27. Dezember 2017, Kandel: Die Schülerin Mia V. (15) wird von ihrem Ex-Freund, Abdul D., bis in einen Drogeriemarkt verfolgt. Dort sticht er um 15.20 Uhr mehrfach auf die Schülerin ein. Abdul D. stammt aus Afghanistan und kam im April 2016 nach Deutschland. Hier lebte er als minderjähriger unbegleiteter Flüchtling. Angeblich soll er zum Tatzeitpunkt 15 Jahre alt gewesen sein, Gutachter schätzen sein Alter auf 20 Jahre.


12. März 2018: Die 17 Jahre alte deutsche Auszubildende Mireille B. wird in Flensburg mit mehreren Messerstichen getötet. Der mutmaßliche Täter, Ahmad G. (18), kam als unbegleiteter minderjähriger Flüchtling 2015 aus Afghanistan nach Deutschland. Sein Asylantrag war in der Zwischenzeit abgelehnt worden, gegen seine Ausweisung klagte er. Täter und Opfer kannten sich. Eine Freundin des Opfers berichtete, daß es vor der Tat öfter zum Streit zwischen Mireille und dem Afghanen kam, weil die junge Frau sich weigerte, Kopftuch zu tragen. 

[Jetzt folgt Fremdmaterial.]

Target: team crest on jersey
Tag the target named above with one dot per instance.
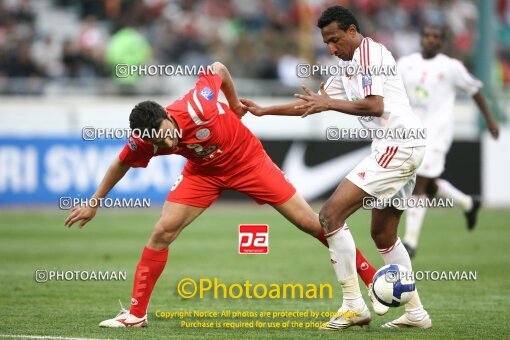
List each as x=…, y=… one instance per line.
x=203, y=133
x=366, y=80
x=132, y=144
x=207, y=93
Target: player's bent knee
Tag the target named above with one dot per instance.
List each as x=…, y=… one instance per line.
x=383, y=238
x=164, y=232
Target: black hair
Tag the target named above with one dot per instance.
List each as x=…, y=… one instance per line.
x=442, y=30
x=341, y=15
x=147, y=116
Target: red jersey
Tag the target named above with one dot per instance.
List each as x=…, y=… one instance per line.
x=214, y=140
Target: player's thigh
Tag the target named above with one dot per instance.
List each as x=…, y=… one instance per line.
x=384, y=226
x=346, y=199
x=265, y=183
x=174, y=218
x=422, y=184
x=299, y=213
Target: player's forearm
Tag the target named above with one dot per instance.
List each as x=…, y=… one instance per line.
x=113, y=175
x=227, y=84
x=363, y=107
x=284, y=110
x=482, y=105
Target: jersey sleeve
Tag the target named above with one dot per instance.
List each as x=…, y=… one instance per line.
x=135, y=154
x=402, y=67
x=335, y=88
x=205, y=95
x=463, y=80
x=370, y=58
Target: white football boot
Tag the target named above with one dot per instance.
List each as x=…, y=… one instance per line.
x=378, y=307
x=405, y=322
x=346, y=318
x=124, y=319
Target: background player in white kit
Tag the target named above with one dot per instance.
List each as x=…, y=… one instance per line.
x=431, y=79
x=389, y=171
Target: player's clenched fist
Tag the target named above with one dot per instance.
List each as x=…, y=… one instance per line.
x=83, y=214
x=253, y=108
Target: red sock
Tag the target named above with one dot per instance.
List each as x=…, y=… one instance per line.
x=323, y=239
x=365, y=270
x=147, y=273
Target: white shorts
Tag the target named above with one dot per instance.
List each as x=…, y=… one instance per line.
x=433, y=163
x=388, y=172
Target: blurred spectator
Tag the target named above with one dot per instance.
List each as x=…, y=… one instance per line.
x=257, y=39
x=47, y=54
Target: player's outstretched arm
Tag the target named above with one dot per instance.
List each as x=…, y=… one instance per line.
x=275, y=110
x=228, y=88
x=115, y=172
x=489, y=119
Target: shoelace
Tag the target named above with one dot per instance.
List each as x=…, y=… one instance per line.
x=122, y=309
x=349, y=315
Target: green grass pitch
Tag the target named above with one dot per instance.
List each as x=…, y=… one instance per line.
x=208, y=248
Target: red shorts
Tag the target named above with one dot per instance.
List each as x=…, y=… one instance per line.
x=264, y=182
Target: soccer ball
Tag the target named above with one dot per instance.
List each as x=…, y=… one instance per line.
x=393, y=285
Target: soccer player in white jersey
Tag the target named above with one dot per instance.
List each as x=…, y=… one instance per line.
x=431, y=79
x=380, y=102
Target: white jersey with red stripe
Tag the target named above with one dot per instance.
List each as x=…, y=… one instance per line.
x=431, y=85
x=377, y=75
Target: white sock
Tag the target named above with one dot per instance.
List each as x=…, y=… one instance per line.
x=414, y=222
x=397, y=254
x=446, y=190
x=343, y=257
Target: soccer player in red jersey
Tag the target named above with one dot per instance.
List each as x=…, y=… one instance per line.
x=222, y=154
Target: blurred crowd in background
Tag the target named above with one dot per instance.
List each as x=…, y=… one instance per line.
x=83, y=40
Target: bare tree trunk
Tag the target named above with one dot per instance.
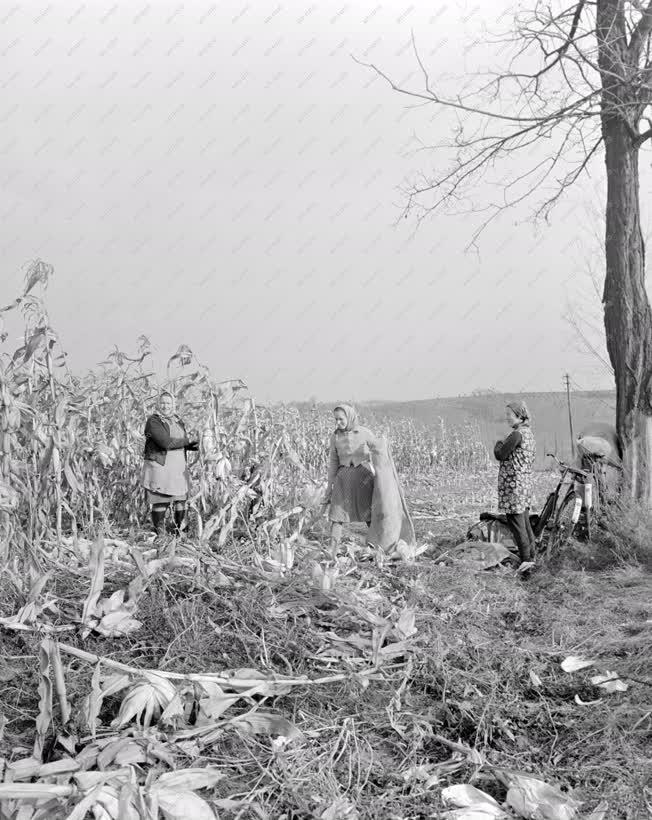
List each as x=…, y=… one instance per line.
x=627, y=314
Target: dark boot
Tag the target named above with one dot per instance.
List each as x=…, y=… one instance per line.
x=179, y=517
x=158, y=520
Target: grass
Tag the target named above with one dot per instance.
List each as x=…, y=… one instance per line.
x=355, y=689
x=371, y=741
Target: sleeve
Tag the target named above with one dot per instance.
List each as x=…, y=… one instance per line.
x=333, y=466
x=371, y=439
x=504, y=449
x=160, y=436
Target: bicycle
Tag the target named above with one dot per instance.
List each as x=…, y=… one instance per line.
x=565, y=508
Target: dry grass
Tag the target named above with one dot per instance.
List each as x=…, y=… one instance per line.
x=404, y=677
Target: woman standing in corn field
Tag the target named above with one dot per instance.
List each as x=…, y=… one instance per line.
x=355, y=494
x=516, y=455
x=165, y=471
x=350, y=474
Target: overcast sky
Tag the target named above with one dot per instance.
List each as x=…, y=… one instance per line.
x=224, y=175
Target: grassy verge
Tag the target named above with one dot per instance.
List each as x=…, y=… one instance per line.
x=477, y=686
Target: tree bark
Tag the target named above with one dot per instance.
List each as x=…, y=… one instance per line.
x=627, y=314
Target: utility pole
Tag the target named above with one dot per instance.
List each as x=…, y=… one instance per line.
x=570, y=414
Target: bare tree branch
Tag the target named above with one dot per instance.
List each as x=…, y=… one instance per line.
x=642, y=31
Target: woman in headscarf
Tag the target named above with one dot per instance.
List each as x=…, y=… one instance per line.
x=516, y=455
x=363, y=485
x=165, y=470
x=350, y=474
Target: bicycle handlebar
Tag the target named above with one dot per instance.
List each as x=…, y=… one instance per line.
x=562, y=465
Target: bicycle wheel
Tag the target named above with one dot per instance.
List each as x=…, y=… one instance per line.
x=564, y=523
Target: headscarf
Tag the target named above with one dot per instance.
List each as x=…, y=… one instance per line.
x=174, y=405
x=351, y=416
x=519, y=408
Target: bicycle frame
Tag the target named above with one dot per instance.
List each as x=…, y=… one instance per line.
x=557, y=500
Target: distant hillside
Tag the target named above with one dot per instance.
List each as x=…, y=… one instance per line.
x=549, y=415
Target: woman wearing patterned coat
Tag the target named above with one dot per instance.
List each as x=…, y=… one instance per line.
x=350, y=473
x=516, y=455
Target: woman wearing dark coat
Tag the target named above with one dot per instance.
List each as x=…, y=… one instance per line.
x=165, y=469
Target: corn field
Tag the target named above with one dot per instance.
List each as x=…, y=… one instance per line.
x=243, y=672
x=71, y=447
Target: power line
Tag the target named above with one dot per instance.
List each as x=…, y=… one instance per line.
x=570, y=414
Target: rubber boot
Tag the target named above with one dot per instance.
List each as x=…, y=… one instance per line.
x=158, y=520
x=336, y=538
x=179, y=517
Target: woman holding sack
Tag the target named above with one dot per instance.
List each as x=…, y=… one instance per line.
x=363, y=485
x=165, y=469
x=516, y=455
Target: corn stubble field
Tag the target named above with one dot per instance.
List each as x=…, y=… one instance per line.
x=237, y=673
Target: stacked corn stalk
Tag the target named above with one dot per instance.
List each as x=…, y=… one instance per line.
x=71, y=448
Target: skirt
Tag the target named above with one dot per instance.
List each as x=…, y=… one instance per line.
x=159, y=498
x=353, y=490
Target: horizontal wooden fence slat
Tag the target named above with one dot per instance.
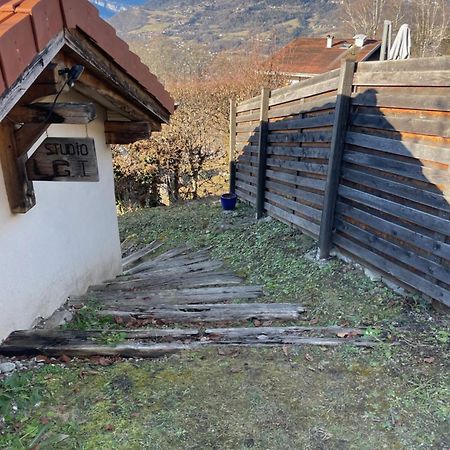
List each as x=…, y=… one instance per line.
x=302, y=122
x=434, y=200
x=295, y=206
x=305, y=83
x=413, y=171
x=407, y=257
x=246, y=178
x=307, y=196
x=309, y=227
x=407, y=148
x=301, y=166
x=441, y=63
x=299, y=91
x=312, y=183
x=320, y=104
x=393, y=206
x=411, y=78
x=243, y=195
x=416, y=102
x=416, y=239
x=413, y=125
x=396, y=271
x=309, y=136
x=407, y=213
x=300, y=152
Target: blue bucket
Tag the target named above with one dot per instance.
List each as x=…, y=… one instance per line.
x=228, y=201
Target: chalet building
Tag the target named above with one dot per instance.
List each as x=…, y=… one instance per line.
x=304, y=58
x=69, y=87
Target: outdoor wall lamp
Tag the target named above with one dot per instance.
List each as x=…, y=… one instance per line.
x=73, y=74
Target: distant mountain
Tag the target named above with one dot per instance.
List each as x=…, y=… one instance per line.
x=221, y=24
x=108, y=8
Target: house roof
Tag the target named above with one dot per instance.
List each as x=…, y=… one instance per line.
x=310, y=56
x=28, y=26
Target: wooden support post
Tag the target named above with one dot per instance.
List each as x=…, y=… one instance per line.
x=19, y=189
x=262, y=152
x=337, y=149
x=232, y=149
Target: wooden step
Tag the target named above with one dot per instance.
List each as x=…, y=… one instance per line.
x=207, y=312
x=150, y=343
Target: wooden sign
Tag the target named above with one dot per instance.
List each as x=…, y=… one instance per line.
x=64, y=159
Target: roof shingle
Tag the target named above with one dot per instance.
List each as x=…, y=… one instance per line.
x=311, y=56
x=27, y=27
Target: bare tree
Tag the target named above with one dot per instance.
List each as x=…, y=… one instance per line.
x=429, y=21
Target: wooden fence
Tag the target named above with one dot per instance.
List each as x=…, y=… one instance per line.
x=359, y=159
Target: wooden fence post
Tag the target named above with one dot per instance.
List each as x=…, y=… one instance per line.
x=232, y=149
x=262, y=152
x=335, y=162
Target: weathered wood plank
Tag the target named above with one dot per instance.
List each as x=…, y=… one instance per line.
x=402, y=190
x=307, y=136
x=420, y=241
x=207, y=279
x=394, y=270
x=312, y=183
x=306, y=196
x=313, y=105
x=413, y=101
x=139, y=255
x=401, y=254
x=341, y=119
x=147, y=343
x=306, y=226
x=300, y=90
x=213, y=312
x=300, y=123
x=409, y=123
x=165, y=296
x=300, y=152
x=411, y=78
x=408, y=148
x=390, y=165
x=294, y=205
x=395, y=209
x=301, y=166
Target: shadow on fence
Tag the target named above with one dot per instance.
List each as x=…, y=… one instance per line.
x=391, y=170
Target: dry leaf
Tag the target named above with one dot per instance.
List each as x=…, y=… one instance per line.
x=342, y=335
x=65, y=359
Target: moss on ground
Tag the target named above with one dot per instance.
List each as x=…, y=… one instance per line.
x=393, y=397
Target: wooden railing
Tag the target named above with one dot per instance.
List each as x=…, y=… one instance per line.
x=360, y=159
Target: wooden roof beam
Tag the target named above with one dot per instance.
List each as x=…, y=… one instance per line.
x=113, y=80
x=126, y=132
x=73, y=113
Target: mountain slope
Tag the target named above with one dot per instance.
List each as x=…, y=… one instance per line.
x=225, y=24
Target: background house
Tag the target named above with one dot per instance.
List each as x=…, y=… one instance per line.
x=304, y=58
x=64, y=74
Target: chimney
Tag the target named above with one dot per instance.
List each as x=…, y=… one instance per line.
x=330, y=41
x=360, y=40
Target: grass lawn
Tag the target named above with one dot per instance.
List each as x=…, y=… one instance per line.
x=392, y=397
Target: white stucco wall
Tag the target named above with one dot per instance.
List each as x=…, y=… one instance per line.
x=67, y=242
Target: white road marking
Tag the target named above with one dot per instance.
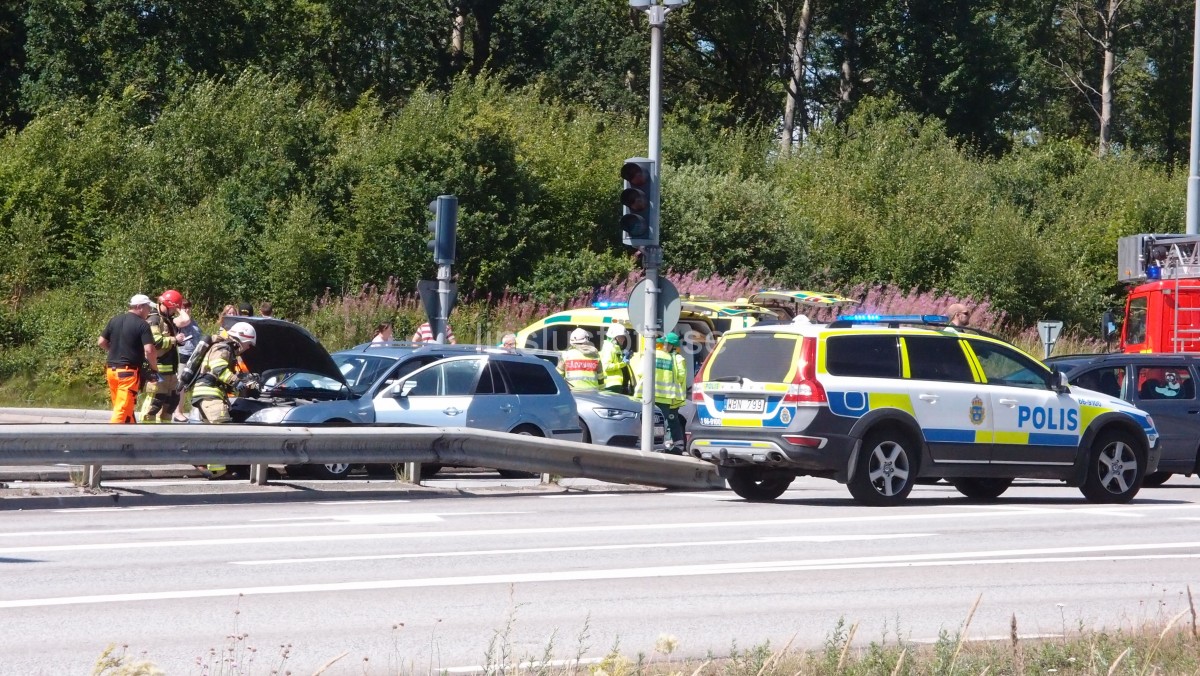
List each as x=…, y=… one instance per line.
x=581, y=548
x=907, y=561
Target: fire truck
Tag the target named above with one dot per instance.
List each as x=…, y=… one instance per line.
x=1163, y=309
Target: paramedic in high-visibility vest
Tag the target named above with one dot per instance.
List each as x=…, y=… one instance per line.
x=612, y=360
x=670, y=387
x=580, y=364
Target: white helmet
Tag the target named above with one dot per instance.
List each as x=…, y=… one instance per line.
x=244, y=333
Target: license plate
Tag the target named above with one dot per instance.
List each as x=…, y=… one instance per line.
x=745, y=405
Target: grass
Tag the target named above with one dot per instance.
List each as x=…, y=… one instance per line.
x=1164, y=647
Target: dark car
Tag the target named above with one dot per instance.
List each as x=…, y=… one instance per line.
x=1161, y=384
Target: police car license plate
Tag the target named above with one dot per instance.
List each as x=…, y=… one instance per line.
x=745, y=405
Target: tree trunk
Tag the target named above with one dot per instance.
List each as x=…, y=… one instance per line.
x=796, y=73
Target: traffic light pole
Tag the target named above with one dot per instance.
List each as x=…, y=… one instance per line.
x=652, y=256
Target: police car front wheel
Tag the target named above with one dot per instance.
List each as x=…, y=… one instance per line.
x=1115, y=468
x=885, y=470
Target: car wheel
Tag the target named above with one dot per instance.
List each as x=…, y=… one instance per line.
x=1156, y=479
x=331, y=471
x=886, y=468
x=982, y=489
x=757, y=484
x=1115, y=468
x=520, y=473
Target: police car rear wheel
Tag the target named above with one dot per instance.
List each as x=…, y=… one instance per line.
x=1115, y=468
x=886, y=468
x=982, y=489
x=760, y=485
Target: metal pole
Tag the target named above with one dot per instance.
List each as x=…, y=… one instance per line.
x=1193, y=220
x=652, y=256
x=443, y=303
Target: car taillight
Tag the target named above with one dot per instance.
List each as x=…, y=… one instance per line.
x=805, y=388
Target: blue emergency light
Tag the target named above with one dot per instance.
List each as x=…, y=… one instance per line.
x=887, y=318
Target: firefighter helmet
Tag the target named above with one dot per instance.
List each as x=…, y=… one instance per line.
x=172, y=299
x=244, y=333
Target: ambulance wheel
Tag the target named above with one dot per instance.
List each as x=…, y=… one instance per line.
x=982, y=489
x=1156, y=479
x=760, y=485
x=1115, y=468
x=886, y=468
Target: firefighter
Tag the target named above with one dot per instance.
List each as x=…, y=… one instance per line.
x=219, y=378
x=617, y=376
x=162, y=396
x=581, y=363
x=669, y=388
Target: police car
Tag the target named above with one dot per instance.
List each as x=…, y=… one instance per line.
x=879, y=401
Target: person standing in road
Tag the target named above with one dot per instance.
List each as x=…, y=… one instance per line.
x=669, y=393
x=193, y=334
x=959, y=315
x=162, y=396
x=612, y=360
x=130, y=344
x=581, y=363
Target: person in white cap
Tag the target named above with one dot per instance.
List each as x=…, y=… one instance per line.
x=130, y=344
x=613, y=363
x=581, y=363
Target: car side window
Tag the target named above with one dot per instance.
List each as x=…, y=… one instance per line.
x=528, y=377
x=1164, y=382
x=1006, y=366
x=491, y=381
x=1108, y=380
x=865, y=356
x=937, y=358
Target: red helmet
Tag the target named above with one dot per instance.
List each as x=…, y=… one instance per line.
x=172, y=298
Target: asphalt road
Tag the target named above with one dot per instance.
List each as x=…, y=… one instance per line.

3. Mai 2018: Die 84jährige Maria M. wird tot in ihrer Wohnung im Berliner Stadtteil Prenzlauer Berg gefunden – sie wurde mit ihrem Rollator erschlagen. Als mutmaßlichen Täter nimmt die Polizei den 23jährigen Asylbewerber Bernhard N. aus Kamerun fest. Der Mann stellt 2012 einen Asylantrag in Belgien, der 2015 abgelehnt wurde. Anschließend reiste er illegal nach Deutschland ein und stellte vermutlich mit einer falschen Identität einen weiteren Asylantrag. Er soll wegen Diebstahl, Drogenhandel, Körperverletzungen sowie sexuellen Belästigungen mehrfach vorbestraft sein.